Sin embargo, con el pasar del tiempo y el crecimiento del sector en el país, la ciudad portuaria y universitaria fue albergando importantes instituciones financieras y de ahorro tales como el Banco de Ahorro del Oeste o el Western Federal Savings and Loan Association, más conocido como Westernbank hasta el final de sus operaciones en 2010.
El libro nace no tanto de la experiencia académica y profesional de Baquero Rosas, sino de la inquietud personal de haber crecido en una ciudad llena de instituciones bancarias que poco a poco fueron abandonando su plaza en el oeste para reubicarse en otras zonas, o incluso llegando a cerrar operaciones de forma indefinida.
“Cuando uno se criaba en los 80, ver a empleados de banca era algo prestigioso. Ya no queda casi nada de eso. Me gusta que la nueva generación que no vivió esa época pueda conocer la historia económica de la ciudad”, expresó Baquero.
Así, el texto se divide en tres capítulos. El primero está dedicado a las primeras instituciones bancarias y al rol primordial de Mayagüez, que junto a Ponce y San Juan fueron el motor del nacimiento de bancos y organizaciones financieras en el siglo XIX. Junto a estas tres ciudades, hay que destacar el papel e importancia de San Germán y su Banco de Economía y Préstamo, fundado en 1881.
El segundo capítulo se enfoca en los bancos que nacieron en el siglo XX y que desaparecieron por diversos motivos. Entre ellos, se destacan el Banco Comercial de Mayagüez, fundado por Alfredo Ramírez de Arellano en 1969, y que introdujo novedades como la apertura de su sucursal los sábados, un horario entre semana hasta las 7 o servicio de banca tipo servicarro hasta las 5.
Junto al Banco Comercial del Oeste, Baquero Rosas destaca el Banco de Ahorro del Oeste, fundado en 1977 y cerrado en 1987 tras ser adquirido por el Banco Popular. Ambos bancos coinciden con la época en que en Mayagüez se instalan las primeras instituciones financieras españolas, debido al enorme crecimiento económico de la ciudad: el Banco Santander y el Banco Bilbao Vizcaya.
Por último, el libro cierra con un capítulo dedicado en exclusiva a uno de los emblemas económicos de la ciudad: el Westernbank, que representó hasta su cierre la disputa del oeste sobre la zona metropolitana, tras unas prácticas agresivas de expansión.

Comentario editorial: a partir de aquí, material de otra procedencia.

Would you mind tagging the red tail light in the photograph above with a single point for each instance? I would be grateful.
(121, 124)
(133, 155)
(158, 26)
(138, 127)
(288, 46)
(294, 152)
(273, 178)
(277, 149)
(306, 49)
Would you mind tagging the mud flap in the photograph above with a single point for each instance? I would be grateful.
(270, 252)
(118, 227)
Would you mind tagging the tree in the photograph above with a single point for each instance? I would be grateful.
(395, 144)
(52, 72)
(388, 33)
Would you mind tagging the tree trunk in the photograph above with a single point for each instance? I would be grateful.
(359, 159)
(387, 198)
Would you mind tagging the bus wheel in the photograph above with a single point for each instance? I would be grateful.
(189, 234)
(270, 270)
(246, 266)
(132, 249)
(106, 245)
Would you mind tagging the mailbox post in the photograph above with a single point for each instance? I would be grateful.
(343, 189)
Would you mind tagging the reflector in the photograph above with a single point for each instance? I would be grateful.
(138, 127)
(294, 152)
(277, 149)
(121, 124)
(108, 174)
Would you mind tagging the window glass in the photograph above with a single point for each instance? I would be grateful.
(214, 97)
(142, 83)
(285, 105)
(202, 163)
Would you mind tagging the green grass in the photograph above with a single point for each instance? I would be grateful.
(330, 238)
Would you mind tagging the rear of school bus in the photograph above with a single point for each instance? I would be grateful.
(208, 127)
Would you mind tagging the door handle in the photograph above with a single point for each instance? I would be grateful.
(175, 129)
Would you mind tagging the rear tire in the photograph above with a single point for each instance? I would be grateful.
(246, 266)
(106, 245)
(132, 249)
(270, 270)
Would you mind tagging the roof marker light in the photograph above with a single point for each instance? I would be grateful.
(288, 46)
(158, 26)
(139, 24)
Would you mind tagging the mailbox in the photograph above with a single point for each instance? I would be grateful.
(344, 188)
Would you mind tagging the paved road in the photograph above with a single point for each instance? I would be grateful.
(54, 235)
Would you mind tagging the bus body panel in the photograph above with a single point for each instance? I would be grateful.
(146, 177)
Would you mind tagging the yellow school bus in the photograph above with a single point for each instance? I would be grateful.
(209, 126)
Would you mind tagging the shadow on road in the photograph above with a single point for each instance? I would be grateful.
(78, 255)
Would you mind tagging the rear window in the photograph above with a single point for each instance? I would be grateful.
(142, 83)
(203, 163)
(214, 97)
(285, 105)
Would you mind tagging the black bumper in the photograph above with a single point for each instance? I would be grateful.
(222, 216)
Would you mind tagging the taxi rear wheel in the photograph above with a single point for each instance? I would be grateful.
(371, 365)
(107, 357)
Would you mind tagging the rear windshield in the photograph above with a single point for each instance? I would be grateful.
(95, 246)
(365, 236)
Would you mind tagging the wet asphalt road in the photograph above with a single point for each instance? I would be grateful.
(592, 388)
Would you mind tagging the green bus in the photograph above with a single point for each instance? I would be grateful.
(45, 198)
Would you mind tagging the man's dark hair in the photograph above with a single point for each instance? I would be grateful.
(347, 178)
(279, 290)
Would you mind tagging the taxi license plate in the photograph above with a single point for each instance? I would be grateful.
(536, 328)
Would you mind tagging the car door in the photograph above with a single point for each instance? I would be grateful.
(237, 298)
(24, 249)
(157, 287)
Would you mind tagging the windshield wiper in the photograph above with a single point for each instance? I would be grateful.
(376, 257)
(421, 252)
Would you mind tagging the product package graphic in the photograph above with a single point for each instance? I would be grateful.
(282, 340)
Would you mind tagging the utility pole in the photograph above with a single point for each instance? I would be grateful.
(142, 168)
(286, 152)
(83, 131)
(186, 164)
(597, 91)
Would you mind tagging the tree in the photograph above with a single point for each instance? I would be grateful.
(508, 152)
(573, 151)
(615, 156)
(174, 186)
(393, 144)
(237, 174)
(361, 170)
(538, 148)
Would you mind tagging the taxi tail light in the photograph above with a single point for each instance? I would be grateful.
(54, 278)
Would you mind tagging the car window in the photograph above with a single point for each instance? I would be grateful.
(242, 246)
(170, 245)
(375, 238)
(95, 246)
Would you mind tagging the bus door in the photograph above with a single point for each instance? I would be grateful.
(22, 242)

El libro destaca algunas curiosidades, como que el Banco Popular de Puerto Rico, en la actualidad la principal institución bancaria del país, se instaló antes en Aguadilla que en Mayagüez, a donde llegó en 1961, casi un siglo después de su fundación, debido al poder de los bancos mayagüezanos y a la imposibilidad durante décadas de competir con la banca regional del oeste.
Baquero Rosas, natural de Mayagüez y formado en la escuela superior Hostos antes de iniciar sus estudios universitarios, se ha especializado en analizar la historia económica de Mayagüez, su crecimiento industrial durante los años 50 y 60 asociado a su puerto y a la industria atunera, y su declive a principios de los 2000.
“Ahora estoy finalizando un segundo libro sobre la historia de las atuneras de Mayagüez y Ponce, hasta el cierre en 2012. También estoy escribiendo un libro sobre el residencial Franklin D. Roosevelt y otro sobre la Zona Libre de Guanajibo y el fin de la industria farmacéutica”, compartió el autor.
El libro se puede conseguir en la librería Mi Casita, en Aguadilla Mall, en la librería El Candil, en Ponce, y en plataformas digitales.